The brood you saw a while back may be the result of laying workers. You should check the comb of brood you gave them to see if they have raised queen cells. If not, you either have laying workers or a virgin and introducing a bought queen will almost certainly fail.

If the bees have built queen cells on the brood you gave them and they have not hatched yet, the bees are feeling queenless so would accept a bought queen, you should kill the queen cells though if introducing a mated queen.
 
#4 ·
At what point do they start building cells oldtimer ? I newspaper combined a queenless hive with a nuc that had eggs and larva in it Sunday I opened it today to make sure they removed all the paper and checked the nuc and it had no eggs and only a few day old larva so I thought that she moved down in the queenless part to lay and saw very young larva but no eggs and no queen on any frame and there were a bunch of queen cups I went through every single cup to see if it had an egg or larva in it and not a single one did so will they start emergency cells on these young larva or is it too late ?
 
#5 ·
You would have normally seen the beginnings of queen cells by now although it may take some careful looking at this stage.

If there are any queen cells, they will be a lot more visible by the weekend.

There's several other possibilities. Depending how long the queenless hive has been queenless, it could have a virgin queen, or it could have laying workers, either of which will prevent queen cells being raised.

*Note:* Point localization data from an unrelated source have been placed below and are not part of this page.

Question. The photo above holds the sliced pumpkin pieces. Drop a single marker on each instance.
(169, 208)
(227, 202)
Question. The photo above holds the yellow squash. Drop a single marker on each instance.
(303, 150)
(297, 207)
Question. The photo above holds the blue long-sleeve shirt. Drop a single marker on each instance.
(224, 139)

My suggestion would be have another look on the weekend, if there are queen cells then good, but if not do another post with if possible, time frames how long the hive has been queenless, and we can discuss options from there.
 
#6 ·
Oldtimer, I just put the eggs and brood in this past Sunday, so 4 days ago. I do have other capped brood I could prop them up with, but I was worried it might not be enough since its been so long since the original split and queenlessness. I think it would be prudent to get a queen ordered tomorrow, and when she comes, remove any queens in progress and hopefully get them back on track. I might just order a couple more queens and do some splits off of this springs packages, as they are booming with bees.
 
#8 ·
but I was worried it might not be enough since its been so long since the original split and queenlessness.
Yes, and I agree with Wolfer on this.

I think it would be prudent to get a queen ordered tomorrow.
Yes, also, virgin queens can possibly hatch just 10 days after you gave the bees brood so queen cells need to be destroyed before that.

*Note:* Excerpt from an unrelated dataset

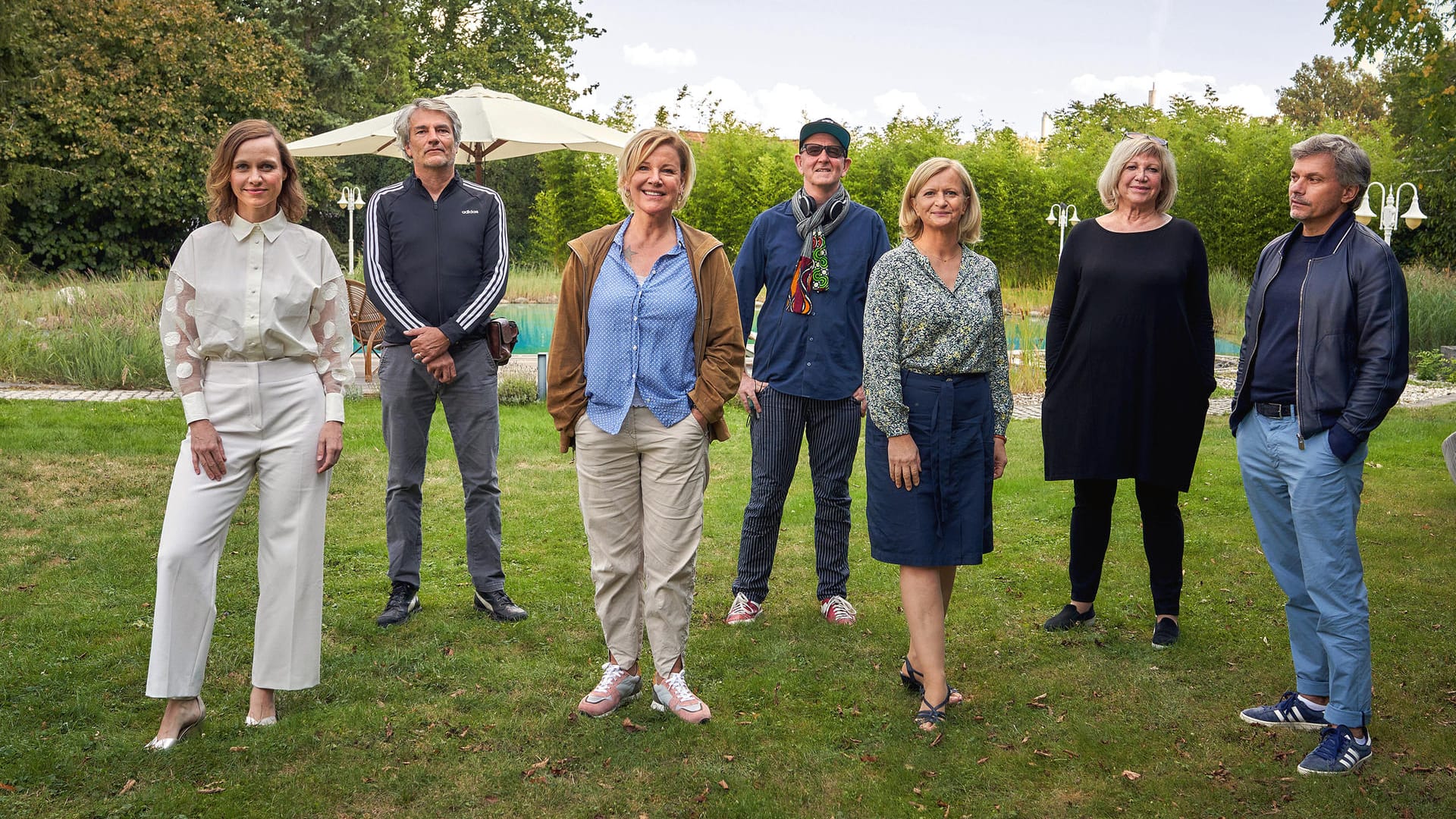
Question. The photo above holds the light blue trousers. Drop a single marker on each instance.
(1305, 503)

IE, 16 days from egg being laid to hatch virgin + or - a day. Eggs hatch 4th day, bees can use 2 day old larvae, could hatch as fast as 10 days. Lots of people get caught out by this.
 
#7 ·
RCORL: You can order a queen and have it is just a few days. Since your hive is queenless and has been so for quite a while. You should be able to release her in 48 hours, It will save you a lot of time over raising one. Be sure to remove any queen cells in the hive. Check your Private messages, I will send you a name phone number, If you call tomorrow 6/20 early it will be shipped tomorrow.